Se o senhor tivesse que tomar duas decisões para melhorar a Justiça, quais seriam?

Não existe uma coisa só que se resolvida solucionaria todo o problema do Judiciário. Há vários pontos de estrangulamento. A celeridade é importante, mas não a levo às últimas consequências como a coisa mais importante.

Por quê?

Primeiro porque o problema do retardamento dos processos não é uma coisa tipicamente brasileira. Nós temos estatísticas da Europa, particularmente Portugal, Espanha, Itália, e também nos países anglo-saxões. A Justiça tem certa ritualidade que implica tempo. O que não pode haver são esses casos absurdos de processos que passam de gerações. Mas isso envolve outro problema que é objeto de grande preocupação nossa e queremos celebrar um novo pacto republicano para resolver isso.

Que problema?

É o problema dos graus de instâncias recursais. O Brasil é o único País do mundo que tem na verdade quatro instâncias recursais. O Supremo funciona como quarta instância. Acho que precisamos acabar com isso.

Como?

Uma proposta que já fiz, inclusive para o próximo ministro da Justiça, é transformar os recursos especiais (recursos para o STJ) e extraordinários (recursos para o STF) em medidas rescisórias. A decisão transita em julgado e o sujeito entra com recurso que será examinado como ação rescisória (serviria para posteriormente anular a decisão). Se tirássemos o caráter recursal, que suspende a eficácia da decisão e leva toda a matéria para ser discutida nos tribunais superiores, os tribunais decidiriam e o processo estaria transitado em julgado. A admissibilidade do recurso especial e extraordinário não impediria o trânsito em julgado.

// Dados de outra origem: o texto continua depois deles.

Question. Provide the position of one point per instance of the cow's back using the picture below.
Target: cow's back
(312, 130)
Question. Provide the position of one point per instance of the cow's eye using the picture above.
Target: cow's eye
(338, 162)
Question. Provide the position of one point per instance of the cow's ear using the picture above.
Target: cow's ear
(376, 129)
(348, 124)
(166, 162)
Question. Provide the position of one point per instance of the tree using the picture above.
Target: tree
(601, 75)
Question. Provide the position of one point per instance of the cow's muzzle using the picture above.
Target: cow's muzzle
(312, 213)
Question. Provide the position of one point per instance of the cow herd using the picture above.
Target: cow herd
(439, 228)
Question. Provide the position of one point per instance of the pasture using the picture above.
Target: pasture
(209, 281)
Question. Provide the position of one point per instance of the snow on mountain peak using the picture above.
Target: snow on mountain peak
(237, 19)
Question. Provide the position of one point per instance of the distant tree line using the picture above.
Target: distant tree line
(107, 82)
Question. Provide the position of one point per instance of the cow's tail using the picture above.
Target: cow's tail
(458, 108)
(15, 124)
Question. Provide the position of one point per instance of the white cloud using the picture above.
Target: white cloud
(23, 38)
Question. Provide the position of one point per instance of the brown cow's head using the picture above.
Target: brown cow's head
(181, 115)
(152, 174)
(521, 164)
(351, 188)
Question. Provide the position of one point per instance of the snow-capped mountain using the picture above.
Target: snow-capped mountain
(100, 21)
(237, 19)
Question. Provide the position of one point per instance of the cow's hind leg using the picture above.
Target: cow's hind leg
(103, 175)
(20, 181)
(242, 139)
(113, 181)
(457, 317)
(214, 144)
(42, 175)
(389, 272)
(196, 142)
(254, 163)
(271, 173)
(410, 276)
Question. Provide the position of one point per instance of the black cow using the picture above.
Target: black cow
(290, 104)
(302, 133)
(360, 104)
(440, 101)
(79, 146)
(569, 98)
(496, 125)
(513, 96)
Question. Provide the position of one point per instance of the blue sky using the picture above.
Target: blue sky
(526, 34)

Qual é a consequência disso?

Isso acabaria, se você pensar, com o problema da ficha limpa. Não precisaria ficar discutindo se a lei ofende ou não ofende o princípio da inocência (de que ninguém é considerado culpado até o trânsito em julgado do processo). Isso acaba com o uso dos tribunais superiores (STJ e STF) como fator de dilação (de demora) do processo. Enquanto o processo não transita em julgado, ninguém faz nada e o tempo vai passando. O Supremo não consegue julgar isso rapidamente. E mais: isso valoriza os tribunais locais. O que eles decidirem, está decidido. Acaba com o assunto. Quem tiver razão, tenta rescindir a decisão.

Precisaria de um filtro para essas ações rescisórias?

Pode manter a repercussão geral. Alguns recursos não seriam admitidos. Mas não precisaria de um filtro adicional. O filtro estaria no próprio mecanismo de julgamento. Teremos causas que serão liquidadas pelos tribunais locais. Isso seria sensível para a população.

O sr. vai encampar essa proposta?

Eu vou propor isso. Ainda vou deixar isso amadurecer na cabeça dos outros. Na minha, isso já está muito assentado.

Por que precisa pensar mais?

Pode escrever que isso terá a resistência dos advogados. Pode ter certeza. Eu estava conversando com o ministro (José Eduardo Cardozo) e ele disse que nós podemos criar uma estratégia de discussão para convencer a opinião pública. É preciso mostrar para a opinião pública que esse é um avanço substancial.

O que seria necessário?

Precisaria de uma PEC (proposta de emenda à Constituição), porque vai mexer na disciplina constitucional. Mas se nós colocarmos no Pacto Republicano, com o apoio do governo e do Legislativo, nós vamos deixar esse pessoal gritando à vontade e sem nenhum argumento, porque em quase todos os países é assim mesmo.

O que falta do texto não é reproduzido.